The dramatic shortfall in capacity in our nation’s health system will get even worse with the passage of President Trump’s One Big Beautiful Bill Act. On top of unilaterally imposed cuts that are already crippling the nation’s academic medical centers, the law, signed on July 4, will impose over a trillion dollars of cuts to Medicaid and the Affordable Care Act. Around 17 million people are expected to lose their health insurance due to Trump’s policies, guaranteeing increased uncompensated care at emergency rooms. States will also have less money to fund their Medicaid programs. All of this will lead to additional hospital closures and more shortages of health care personnel.

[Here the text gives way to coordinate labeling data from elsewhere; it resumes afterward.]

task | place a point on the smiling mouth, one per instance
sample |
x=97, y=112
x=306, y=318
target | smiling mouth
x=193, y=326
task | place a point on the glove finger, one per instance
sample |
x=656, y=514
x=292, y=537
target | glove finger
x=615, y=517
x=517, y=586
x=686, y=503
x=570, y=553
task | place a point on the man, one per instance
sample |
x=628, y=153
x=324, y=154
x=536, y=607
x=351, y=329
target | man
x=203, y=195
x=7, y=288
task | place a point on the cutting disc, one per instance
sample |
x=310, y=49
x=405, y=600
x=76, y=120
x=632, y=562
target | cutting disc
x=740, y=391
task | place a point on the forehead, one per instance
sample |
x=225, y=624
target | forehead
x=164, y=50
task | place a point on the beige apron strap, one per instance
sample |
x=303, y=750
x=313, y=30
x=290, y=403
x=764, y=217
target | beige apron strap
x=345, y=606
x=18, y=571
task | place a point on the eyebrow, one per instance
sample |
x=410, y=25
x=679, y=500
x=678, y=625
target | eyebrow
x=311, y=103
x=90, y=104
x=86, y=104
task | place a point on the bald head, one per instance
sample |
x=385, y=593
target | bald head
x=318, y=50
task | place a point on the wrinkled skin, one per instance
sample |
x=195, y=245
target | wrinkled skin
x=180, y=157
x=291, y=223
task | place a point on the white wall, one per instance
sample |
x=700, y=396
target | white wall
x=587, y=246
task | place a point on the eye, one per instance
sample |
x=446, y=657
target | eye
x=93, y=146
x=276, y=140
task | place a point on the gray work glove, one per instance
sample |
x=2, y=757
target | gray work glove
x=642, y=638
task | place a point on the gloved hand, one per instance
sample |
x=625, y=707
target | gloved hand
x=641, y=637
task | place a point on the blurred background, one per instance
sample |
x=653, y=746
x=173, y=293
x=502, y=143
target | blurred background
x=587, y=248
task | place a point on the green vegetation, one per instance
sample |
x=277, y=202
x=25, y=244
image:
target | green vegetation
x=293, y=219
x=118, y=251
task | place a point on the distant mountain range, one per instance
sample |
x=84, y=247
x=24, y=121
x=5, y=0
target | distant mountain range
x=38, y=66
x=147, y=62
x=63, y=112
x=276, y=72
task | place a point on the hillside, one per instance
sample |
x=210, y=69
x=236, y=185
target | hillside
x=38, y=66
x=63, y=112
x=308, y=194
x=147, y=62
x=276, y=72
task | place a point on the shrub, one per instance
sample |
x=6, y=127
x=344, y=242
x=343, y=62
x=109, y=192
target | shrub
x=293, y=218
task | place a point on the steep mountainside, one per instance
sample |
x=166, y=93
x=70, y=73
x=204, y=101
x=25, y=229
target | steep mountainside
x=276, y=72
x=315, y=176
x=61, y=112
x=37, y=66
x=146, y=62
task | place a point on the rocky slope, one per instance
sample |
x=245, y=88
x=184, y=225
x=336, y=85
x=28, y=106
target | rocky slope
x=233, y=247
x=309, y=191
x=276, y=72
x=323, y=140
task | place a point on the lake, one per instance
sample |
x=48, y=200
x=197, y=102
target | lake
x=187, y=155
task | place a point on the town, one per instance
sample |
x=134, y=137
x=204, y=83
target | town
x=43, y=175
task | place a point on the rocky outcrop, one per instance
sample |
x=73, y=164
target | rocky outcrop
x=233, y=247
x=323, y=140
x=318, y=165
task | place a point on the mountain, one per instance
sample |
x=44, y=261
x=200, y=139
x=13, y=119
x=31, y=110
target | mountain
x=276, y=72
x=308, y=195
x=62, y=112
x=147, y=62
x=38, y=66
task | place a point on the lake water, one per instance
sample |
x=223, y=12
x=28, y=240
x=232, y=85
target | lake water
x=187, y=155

Yet, at precisely this moment, President Trump, VA Secretary Collins, and Republicans in Congress also want to send more veteran patients into an already troubled private-sector system, while depleting that system of the resources necessary to absorb this extra load. The idea that this will work well is shaped more by ideology than reality.


One longtime VA expert observed: “Imagining that you can add more complex VA patients into a private-sector system that will be reeling from, and contracting because of, funding cuts is nothing short of delusional.”